En l’espèce, ainsi que les époux le demandent expressément, le présent jugement prendra effet dans les rapports entre les époux en ce qui concerne leurs biens à compter de la date de la séparation soit le 11 janvier 2023.
Sur le nom marital
Conformément aux prévisions de l’article 264 du code civil et en l’absence de demande contraire, chacun des époux perd le droit d’user du nom de l’autre à la suite du divorce.
Sur la liquidation du régime matrimonial
Aux termes de l’article 257-2 du code civil, la demande introductive d’instance comporte, à peine d’irrecevabilité, une proposition de règlement des intérêts pécuniaires et patrimoniaux des époux.

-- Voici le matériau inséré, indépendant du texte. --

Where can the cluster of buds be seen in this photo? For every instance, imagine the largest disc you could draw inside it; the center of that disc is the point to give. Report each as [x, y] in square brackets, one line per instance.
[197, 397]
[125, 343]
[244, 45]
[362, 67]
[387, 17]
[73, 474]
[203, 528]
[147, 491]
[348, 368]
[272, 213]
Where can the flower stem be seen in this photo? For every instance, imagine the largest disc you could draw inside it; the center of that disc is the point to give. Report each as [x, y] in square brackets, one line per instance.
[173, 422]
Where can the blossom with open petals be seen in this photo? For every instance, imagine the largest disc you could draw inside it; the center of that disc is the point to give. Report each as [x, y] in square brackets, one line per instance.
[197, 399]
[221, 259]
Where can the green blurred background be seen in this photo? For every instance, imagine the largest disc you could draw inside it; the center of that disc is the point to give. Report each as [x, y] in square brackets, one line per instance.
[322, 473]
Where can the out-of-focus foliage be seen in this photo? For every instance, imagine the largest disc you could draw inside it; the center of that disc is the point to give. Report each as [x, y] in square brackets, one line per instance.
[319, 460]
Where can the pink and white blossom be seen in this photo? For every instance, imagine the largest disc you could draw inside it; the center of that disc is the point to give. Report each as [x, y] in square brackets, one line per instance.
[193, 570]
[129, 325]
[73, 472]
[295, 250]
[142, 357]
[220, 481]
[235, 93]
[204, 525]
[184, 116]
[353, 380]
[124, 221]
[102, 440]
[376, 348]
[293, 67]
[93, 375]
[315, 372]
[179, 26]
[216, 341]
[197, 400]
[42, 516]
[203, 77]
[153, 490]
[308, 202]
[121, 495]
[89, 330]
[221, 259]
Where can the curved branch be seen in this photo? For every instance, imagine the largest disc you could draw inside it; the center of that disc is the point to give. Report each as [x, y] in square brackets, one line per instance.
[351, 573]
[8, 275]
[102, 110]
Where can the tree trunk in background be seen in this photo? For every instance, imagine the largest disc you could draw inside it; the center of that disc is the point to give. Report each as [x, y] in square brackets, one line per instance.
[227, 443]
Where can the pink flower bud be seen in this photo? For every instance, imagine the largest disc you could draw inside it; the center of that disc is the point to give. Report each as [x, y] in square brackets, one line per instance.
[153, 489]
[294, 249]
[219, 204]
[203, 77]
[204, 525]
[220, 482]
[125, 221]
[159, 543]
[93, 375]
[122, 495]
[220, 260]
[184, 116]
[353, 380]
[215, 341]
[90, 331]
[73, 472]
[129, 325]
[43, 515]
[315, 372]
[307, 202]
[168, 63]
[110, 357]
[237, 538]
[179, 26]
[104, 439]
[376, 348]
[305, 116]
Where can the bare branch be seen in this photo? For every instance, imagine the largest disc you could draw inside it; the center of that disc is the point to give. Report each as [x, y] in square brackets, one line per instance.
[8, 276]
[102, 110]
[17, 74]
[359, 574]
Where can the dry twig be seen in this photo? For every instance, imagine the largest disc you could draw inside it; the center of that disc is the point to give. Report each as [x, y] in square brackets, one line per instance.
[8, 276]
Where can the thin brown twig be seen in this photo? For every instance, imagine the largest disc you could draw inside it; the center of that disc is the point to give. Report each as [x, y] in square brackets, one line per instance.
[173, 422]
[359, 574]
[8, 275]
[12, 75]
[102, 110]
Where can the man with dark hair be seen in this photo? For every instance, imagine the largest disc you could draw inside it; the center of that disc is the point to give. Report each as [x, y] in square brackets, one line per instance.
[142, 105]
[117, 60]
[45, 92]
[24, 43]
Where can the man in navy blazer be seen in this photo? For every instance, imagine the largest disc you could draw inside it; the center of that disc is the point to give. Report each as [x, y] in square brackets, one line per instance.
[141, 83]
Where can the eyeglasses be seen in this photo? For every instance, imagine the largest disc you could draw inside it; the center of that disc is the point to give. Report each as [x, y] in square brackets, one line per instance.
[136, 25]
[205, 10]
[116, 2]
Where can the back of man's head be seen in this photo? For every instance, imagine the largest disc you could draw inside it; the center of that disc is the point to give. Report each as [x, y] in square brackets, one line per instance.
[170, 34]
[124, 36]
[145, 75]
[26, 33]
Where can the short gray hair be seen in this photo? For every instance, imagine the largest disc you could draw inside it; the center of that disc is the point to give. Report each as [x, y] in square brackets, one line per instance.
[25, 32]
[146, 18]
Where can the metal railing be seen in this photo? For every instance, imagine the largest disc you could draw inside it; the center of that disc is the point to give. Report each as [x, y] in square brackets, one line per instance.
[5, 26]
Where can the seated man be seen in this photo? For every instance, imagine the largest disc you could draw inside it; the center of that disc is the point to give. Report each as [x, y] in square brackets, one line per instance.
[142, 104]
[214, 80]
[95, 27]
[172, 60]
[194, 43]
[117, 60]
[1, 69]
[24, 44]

L’article 267 du code civil dispose d’autre part qu’à défaut d’un règlement conventionnel par les époux, le juge statue sur leurs demandes de maintien dans l’indivision, d’attribution préférentielle et d’avance sur part de communauté ou de biens indivis, et qu’il statue sur les demandes de liquidation et de partage des intérêts patrimoniaux, dans les conditions fixées aux articles 1361 à 1378 du code de procédure civile, s’il est justifié par tous moyens des désaccords subsistant entre les parties.

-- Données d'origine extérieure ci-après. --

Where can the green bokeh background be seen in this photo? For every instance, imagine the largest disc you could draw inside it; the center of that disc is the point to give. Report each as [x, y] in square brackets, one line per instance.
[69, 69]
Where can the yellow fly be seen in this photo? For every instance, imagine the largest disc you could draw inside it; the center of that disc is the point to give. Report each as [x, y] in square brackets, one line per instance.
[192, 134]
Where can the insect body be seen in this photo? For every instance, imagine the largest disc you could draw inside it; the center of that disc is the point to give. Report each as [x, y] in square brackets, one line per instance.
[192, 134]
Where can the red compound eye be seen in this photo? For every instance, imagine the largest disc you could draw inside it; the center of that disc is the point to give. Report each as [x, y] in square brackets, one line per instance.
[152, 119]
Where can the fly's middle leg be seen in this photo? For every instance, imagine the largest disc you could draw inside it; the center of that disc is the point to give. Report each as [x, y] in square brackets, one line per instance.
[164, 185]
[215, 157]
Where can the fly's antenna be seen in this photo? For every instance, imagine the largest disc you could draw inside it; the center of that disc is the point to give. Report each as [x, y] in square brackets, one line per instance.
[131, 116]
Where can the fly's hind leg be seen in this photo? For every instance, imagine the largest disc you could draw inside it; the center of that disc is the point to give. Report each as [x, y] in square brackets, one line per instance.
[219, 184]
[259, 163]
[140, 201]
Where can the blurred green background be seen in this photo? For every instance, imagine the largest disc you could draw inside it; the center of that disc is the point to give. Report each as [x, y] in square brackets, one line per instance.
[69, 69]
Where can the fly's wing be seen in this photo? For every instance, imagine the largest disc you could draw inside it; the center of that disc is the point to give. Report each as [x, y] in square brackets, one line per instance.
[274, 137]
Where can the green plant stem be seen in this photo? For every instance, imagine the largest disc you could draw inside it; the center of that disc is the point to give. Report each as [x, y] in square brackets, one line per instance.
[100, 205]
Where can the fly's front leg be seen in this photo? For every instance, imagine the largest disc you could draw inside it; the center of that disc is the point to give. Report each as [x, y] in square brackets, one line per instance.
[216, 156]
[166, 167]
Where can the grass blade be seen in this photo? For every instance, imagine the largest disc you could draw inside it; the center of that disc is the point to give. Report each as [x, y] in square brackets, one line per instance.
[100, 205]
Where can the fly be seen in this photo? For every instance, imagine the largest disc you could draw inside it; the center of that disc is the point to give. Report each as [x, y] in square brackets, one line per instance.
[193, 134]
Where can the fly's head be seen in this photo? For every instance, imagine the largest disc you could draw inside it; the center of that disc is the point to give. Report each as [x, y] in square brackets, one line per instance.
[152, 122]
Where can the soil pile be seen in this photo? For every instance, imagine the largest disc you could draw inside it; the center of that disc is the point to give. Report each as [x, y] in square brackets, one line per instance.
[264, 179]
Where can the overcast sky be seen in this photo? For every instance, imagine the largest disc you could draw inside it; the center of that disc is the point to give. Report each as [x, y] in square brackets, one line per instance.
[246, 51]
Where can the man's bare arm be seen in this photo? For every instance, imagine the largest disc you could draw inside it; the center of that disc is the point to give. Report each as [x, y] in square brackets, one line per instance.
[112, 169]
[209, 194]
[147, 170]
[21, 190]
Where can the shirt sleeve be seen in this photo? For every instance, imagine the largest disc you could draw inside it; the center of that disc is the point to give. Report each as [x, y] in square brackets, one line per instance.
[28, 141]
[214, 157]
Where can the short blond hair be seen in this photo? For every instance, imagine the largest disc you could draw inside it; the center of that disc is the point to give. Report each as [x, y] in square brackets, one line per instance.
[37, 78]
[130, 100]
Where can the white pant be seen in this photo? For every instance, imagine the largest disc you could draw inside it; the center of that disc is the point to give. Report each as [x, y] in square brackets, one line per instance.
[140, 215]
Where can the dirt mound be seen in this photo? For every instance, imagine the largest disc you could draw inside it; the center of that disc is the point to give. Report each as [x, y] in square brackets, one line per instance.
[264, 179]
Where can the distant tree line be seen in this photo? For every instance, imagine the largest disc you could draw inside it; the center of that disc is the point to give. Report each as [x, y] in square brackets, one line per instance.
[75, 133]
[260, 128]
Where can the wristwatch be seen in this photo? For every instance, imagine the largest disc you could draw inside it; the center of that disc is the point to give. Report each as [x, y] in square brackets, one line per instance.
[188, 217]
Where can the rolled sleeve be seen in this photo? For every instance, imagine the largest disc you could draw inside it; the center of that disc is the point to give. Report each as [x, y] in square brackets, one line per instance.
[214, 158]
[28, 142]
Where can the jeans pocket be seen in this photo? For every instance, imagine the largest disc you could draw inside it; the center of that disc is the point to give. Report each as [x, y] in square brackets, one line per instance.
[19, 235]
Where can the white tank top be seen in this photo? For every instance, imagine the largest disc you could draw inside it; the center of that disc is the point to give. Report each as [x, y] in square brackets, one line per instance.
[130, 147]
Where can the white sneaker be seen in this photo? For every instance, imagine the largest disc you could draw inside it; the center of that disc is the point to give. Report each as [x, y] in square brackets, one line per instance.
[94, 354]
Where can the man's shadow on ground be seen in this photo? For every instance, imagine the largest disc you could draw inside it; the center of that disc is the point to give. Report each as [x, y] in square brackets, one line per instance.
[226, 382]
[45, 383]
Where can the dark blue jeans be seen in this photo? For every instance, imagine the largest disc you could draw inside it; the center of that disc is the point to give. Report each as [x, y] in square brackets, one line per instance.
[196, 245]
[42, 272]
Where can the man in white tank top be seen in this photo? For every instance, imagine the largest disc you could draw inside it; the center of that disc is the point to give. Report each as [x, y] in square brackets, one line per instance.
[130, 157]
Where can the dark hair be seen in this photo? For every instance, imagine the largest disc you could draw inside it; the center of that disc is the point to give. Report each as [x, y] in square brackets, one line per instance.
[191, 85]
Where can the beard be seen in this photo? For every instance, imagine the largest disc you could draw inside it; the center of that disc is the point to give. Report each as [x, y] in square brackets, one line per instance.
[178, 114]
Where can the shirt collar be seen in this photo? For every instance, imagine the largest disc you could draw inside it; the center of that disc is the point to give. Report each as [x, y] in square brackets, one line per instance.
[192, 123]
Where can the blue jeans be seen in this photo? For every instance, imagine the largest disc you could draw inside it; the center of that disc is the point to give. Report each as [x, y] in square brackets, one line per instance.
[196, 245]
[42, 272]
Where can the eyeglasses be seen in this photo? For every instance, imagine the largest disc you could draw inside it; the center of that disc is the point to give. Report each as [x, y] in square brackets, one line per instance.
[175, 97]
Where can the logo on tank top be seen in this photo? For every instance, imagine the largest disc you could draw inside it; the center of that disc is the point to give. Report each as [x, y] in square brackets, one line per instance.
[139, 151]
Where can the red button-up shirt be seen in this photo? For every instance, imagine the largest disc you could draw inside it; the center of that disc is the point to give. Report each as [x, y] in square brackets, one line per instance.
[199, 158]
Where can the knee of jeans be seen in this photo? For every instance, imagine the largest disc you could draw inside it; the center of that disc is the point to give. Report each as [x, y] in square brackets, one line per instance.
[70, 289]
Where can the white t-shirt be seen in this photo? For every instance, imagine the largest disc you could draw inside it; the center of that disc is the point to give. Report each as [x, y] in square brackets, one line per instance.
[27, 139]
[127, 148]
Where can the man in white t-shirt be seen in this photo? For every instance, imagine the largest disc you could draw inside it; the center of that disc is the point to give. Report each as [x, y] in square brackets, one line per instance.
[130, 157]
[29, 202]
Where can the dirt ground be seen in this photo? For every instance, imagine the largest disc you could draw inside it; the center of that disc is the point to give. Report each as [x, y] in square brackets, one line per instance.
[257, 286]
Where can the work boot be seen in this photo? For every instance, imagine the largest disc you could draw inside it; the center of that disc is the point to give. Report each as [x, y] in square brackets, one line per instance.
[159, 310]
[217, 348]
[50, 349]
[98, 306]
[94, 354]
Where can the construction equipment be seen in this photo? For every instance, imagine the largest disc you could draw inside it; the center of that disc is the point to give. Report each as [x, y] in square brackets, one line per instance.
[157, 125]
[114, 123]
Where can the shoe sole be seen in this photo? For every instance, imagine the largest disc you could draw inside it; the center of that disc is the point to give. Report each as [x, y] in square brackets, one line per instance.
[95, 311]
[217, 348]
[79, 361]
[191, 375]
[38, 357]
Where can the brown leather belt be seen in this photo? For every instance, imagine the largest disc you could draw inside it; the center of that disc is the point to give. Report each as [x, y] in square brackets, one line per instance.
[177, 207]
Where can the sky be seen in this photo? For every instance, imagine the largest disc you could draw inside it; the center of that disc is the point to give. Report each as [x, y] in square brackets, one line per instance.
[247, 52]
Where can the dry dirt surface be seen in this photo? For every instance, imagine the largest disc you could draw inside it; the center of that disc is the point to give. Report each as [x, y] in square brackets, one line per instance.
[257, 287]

A cette fin, les époux peuvent produire notamment une déclaration commune d’acceptation d’un partage judiciaire indiquant les points de désaccord entre eux, ou encore le projet établi par le notaire désigné sur le fondement du 10°/ de l’article 255.
Enfin, le juge peut homologuer une convention réglant les conséquences du divorce en vertu de l’article 268 du même code.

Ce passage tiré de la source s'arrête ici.